You can install from PyPi:

pip install mbrs

For developers, it can be installed from the source.

git clone https://github.com/naist-nlp/mbrs.git
cd mbrs/
pip install ./

For uv users:

git clone https://github.com/naist-nlp/mbrs.git
cd mbrs/
uv sync

Quick start

mbrs provides two interfaces: command-line interface (CLI) and Python API.

Command-line interface

Command-line interface can run MBR decoding from command-line. Before running MBR decoding, you can generate hypothesis sentences with mbrs-generate:

mbrs-generate \
  sources.txt \
  --output hypotheses.txt \
  --lang_pair en-de \
  --model facebook/m2m100_418M \
  --num_candidates 1024 \
  --sampling eps --epsilon 0.02 \
  --batch_size 8 --sampling_size 8 --fp16 \
  --report_format rounded_outline

Beam search can also be used by replacing --sampling eps --epsilon 0.02 with --beam_size 10.

Next, MBR decoding and other decoding methods can be executed with mbrs-decode.
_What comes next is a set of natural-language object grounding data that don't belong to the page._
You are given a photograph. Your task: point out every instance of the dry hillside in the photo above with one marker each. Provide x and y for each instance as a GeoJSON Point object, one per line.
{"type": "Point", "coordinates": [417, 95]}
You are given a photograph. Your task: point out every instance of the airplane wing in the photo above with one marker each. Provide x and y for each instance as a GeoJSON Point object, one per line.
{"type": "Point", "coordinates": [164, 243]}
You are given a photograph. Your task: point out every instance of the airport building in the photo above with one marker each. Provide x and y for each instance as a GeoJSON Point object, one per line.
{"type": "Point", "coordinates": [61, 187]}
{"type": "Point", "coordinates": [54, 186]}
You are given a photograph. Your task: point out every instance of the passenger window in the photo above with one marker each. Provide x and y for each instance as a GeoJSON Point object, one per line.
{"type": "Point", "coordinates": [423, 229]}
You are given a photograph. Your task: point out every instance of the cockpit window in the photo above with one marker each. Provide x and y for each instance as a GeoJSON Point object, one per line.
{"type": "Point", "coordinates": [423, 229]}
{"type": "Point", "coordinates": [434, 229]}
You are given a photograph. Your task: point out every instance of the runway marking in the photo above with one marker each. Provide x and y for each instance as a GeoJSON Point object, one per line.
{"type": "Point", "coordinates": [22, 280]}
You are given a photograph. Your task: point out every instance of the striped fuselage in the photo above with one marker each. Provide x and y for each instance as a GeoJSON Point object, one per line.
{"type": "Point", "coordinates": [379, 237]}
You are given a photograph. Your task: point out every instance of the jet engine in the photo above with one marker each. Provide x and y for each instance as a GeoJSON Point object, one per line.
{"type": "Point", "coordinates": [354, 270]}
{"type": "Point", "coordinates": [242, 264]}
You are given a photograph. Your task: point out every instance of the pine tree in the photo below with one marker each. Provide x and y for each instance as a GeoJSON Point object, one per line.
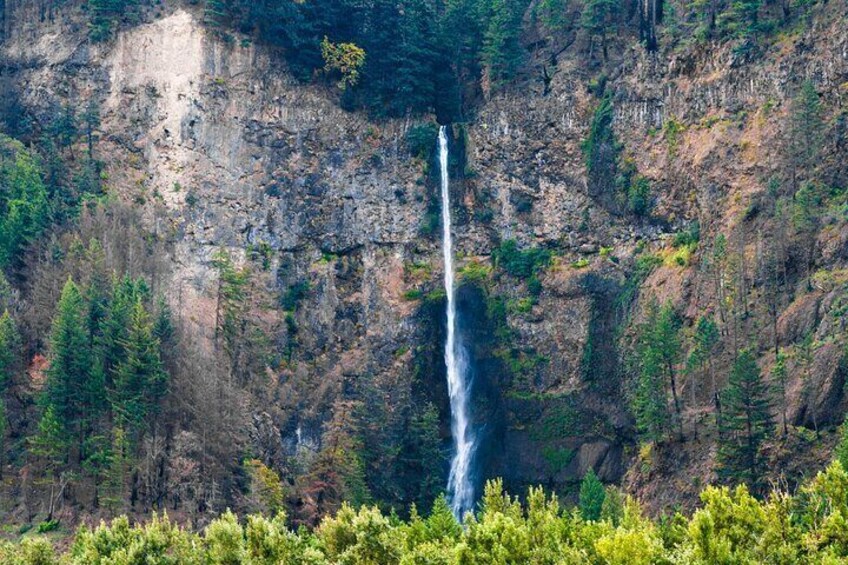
{"type": "Point", "coordinates": [806, 133]}
{"type": "Point", "coordinates": [501, 46]}
{"type": "Point", "coordinates": [10, 350]}
{"type": "Point", "coordinates": [592, 496]}
{"type": "Point", "coordinates": [658, 354]}
{"type": "Point", "coordinates": [601, 150]}
{"type": "Point", "coordinates": [69, 391]}
{"type": "Point", "coordinates": [114, 327]}
{"type": "Point", "coordinates": [599, 20]}
{"type": "Point", "coordinates": [423, 454]}
{"type": "Point", "coordinates": [3, 429]}
{"type": "Point", "coordinates": [746, 422]}
{"type": "Point", "coordinates": [140, 380]}
{"type": "Point", "coordinates": [705, 339]}
{"type": "Point", "coordinates": [50, 443]}
{"type": "Point", "coordinates": [117, 470]}
{"type": "Point", "coordinates": [97, 290]}
{"type": "Point", "coordinates": [840, 452]}
{"type": "Point", "coordinates": [779, 377]}
{"type": "Point", "coordinates": [23, 201]}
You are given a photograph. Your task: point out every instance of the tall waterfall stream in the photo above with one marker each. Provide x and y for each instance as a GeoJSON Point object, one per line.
{"type": "Point", "coordinates": [460, 484]}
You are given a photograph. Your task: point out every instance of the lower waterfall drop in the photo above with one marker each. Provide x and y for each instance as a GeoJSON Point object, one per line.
{"type": "Point", "coordinates": [460, 484]}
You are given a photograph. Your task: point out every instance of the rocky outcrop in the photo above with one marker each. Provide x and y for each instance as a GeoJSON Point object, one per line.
{"type": "Point", "coordinates": [223, 149]}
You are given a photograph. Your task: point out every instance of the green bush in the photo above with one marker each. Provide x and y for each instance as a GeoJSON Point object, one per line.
{"type": "Point", "coordinates": [731, 526]}
{"type": "Point", "coordinates": [520, 263]}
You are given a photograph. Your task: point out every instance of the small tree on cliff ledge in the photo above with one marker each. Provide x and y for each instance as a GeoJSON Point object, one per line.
{"type": "Point", "coordinates": [592, 495]}
{"type": "Point", "coordinates": [746, 422]}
This example regards the hypothesis set as the pseudo-reference set.

mbrs-decode \
  hypotheses.txt \
  --num_candidates 1024 \
  --nbest 1 \
  --source sources.txt \
  --references hypotheses.txt \
  --output translations.txt \
  --report report.txt --report_format rounded_outline \
  --decoder mbr \
  --metric comet \
  --metric.model Unbabel/wmt22-comet-da \
  --metric.batch_size 64 --metric.fp16 true

You can pass the arguments using a configuration yaml file via --config_path option. See docs for the details.

Finally, you can evaluate the score with mbrs-score:

mbrs-score \
  hypotheses.txt \
  --sources sources.txt \
  --references hypotheses.txt \
  --format json \
  --metric bleurt \
  --metric.batch_size 64 --metric.fp16 true

Python API

This is the example of COMET-MBR via Python API.

from mbrs.metrics import MetricCOMET
from mbrs.decoders import DecoderMBR

SOURCE = "ありがとう"
HYPOTHESES = ["Thanks", "Thank you", "Thank you so much", "Thank you.", "thank you"]

# Setup COMET.
metric_cfg = MetricCOMET.Config(
  model="Unbabel/wmt22-comet-da",
  batch_size=64,
  fp16=True,
)
metric = MetricCOMET(metric_cfg)

# Setup MBR decoding.
decoder_cfg = DecoderMBR.Config()
decoder = DecoderMBR(decoder_cfg, metric)

# Decode by COMET-MBR.
# This example regards the hypotheses themselves as the pseudo-references.
# Args: (hypotheses, pseudo-references, source)
output = decoder.decode(HYPOTHESES, HYPOTHESES, source=SOURCE, nbest=1)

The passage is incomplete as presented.